Decarbonisation is not only about encouraging the industrial client base to improve their carbon footprint. It is also about encouraging the generators to accelerate their shift to alternatives and showing them how they can draw on incentives to do that quicker than they normally would.
Chaudhary: One element of decarbonisation roadmapping is commitment. We believe that a strong commitment to decarbonisation is necessary from corporations and countries.
Black & Veatch, for instance, decided in 2020 to stop building new coal plants. We're seeing more companies taking a similar path.
We're also seeing a flurry of announcements from countries who aim to achieve carbon neutrality by 2040 or 2050. While this may sound far in the future, in reality, it’s too short a time to achieve carbon neutrality and action needs to be taken to address it now.
Being carbon neutral would require not only new build assets that are completely carbon neutral but also decarbonisation plans for existing assets, including the supply chain.
What other trends and emerging technologies are you seeing in Asia's energy transition?
Chaudhary: Hydrogen is an area where we are seeing a lot of activities. Just one year back, we thought that it would take several years for hydrogen to become a reality in Asia Pacific. However, it's picking up very well in the region. Australia is leading the pack and we are seeing strong initiatives in India and Vietnam.
From a new technology perspective, we're also seeing activities in EV charging and batteries, including hydrogen fuel cells.
Harji: New technology is helping to improve the efficiency and cost of energy storage.
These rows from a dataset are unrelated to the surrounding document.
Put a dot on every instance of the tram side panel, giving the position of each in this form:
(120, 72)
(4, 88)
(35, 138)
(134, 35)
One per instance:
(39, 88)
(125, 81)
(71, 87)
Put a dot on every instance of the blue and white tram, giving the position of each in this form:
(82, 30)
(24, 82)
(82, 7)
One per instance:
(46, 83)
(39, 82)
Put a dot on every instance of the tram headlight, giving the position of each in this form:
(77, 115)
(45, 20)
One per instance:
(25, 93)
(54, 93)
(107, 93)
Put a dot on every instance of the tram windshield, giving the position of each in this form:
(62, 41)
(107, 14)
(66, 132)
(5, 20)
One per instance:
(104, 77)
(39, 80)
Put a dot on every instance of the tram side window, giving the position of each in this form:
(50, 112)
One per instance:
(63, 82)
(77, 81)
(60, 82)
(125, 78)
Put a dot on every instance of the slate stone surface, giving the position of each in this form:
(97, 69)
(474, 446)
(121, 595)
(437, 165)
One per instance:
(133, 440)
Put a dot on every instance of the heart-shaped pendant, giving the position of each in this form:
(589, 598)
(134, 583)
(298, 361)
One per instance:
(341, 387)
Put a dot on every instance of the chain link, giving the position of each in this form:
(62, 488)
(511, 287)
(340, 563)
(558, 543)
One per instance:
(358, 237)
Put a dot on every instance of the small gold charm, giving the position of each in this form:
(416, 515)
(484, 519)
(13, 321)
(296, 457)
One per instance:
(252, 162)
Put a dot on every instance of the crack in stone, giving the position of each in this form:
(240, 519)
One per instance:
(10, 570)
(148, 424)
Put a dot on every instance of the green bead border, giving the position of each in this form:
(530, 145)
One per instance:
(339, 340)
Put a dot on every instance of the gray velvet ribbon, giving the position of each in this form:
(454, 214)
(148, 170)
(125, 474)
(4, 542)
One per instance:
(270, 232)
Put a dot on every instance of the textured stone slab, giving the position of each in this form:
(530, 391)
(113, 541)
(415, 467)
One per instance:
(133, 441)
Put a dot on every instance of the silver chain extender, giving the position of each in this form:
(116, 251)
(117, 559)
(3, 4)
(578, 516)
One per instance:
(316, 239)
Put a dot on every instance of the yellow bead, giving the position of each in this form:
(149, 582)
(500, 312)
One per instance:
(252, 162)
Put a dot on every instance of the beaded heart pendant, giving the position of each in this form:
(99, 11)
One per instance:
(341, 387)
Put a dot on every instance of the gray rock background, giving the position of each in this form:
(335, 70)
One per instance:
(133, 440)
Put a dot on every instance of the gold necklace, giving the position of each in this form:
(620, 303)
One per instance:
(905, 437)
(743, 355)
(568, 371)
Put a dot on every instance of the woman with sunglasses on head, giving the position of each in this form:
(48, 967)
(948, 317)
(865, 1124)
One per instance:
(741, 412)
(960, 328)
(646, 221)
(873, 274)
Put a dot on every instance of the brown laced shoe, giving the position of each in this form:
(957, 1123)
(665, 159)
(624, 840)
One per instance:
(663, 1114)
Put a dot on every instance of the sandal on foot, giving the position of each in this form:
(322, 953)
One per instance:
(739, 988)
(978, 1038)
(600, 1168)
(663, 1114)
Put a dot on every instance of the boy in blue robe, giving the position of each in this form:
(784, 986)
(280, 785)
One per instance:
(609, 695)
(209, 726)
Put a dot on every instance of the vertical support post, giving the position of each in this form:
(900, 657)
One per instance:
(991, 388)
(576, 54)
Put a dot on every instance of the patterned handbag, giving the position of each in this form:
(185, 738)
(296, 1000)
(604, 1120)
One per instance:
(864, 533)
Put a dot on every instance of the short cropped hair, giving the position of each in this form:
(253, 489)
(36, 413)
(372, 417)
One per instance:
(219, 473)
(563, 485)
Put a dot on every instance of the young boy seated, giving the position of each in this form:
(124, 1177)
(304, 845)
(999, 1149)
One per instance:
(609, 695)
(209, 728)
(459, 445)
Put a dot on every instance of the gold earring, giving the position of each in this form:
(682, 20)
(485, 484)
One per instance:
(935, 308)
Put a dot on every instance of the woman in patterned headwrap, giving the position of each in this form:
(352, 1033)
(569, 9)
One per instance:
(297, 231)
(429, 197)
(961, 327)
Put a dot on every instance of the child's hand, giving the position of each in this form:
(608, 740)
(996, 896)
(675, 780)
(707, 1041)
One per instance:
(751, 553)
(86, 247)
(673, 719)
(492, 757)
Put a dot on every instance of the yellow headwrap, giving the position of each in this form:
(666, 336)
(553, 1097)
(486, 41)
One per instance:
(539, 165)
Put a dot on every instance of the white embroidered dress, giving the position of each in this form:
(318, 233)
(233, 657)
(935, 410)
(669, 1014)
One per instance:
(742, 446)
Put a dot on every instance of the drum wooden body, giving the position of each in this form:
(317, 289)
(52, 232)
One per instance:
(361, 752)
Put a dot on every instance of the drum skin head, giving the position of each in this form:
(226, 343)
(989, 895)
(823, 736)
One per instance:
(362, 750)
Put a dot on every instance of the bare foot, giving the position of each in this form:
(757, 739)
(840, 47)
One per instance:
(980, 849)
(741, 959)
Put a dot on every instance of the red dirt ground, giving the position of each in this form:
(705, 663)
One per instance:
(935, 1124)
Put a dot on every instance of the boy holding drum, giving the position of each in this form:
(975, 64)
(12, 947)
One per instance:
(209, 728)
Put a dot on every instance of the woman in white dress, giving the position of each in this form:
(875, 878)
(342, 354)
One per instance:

Hydrogen is at the point where people are starting to look at it fairly seriously. We've several projects in the region where we're working with clients on the early stage of what a commercially viable model, and supply and demand chain would look like. I think the technology will get to the point where it'll become economically viable a lot quicker than we had anticipated.
Chaudhary: Another trend that is specific for some countries in Southeast Asia is the development of LNG (Liquified Natural Gas) infrastructure. Countries that lack gas resources are looking to import LNG. Building the infrastructure to import LNG and being able to use it at a competitive price for generation is seeing a strong push in Southeast Asia.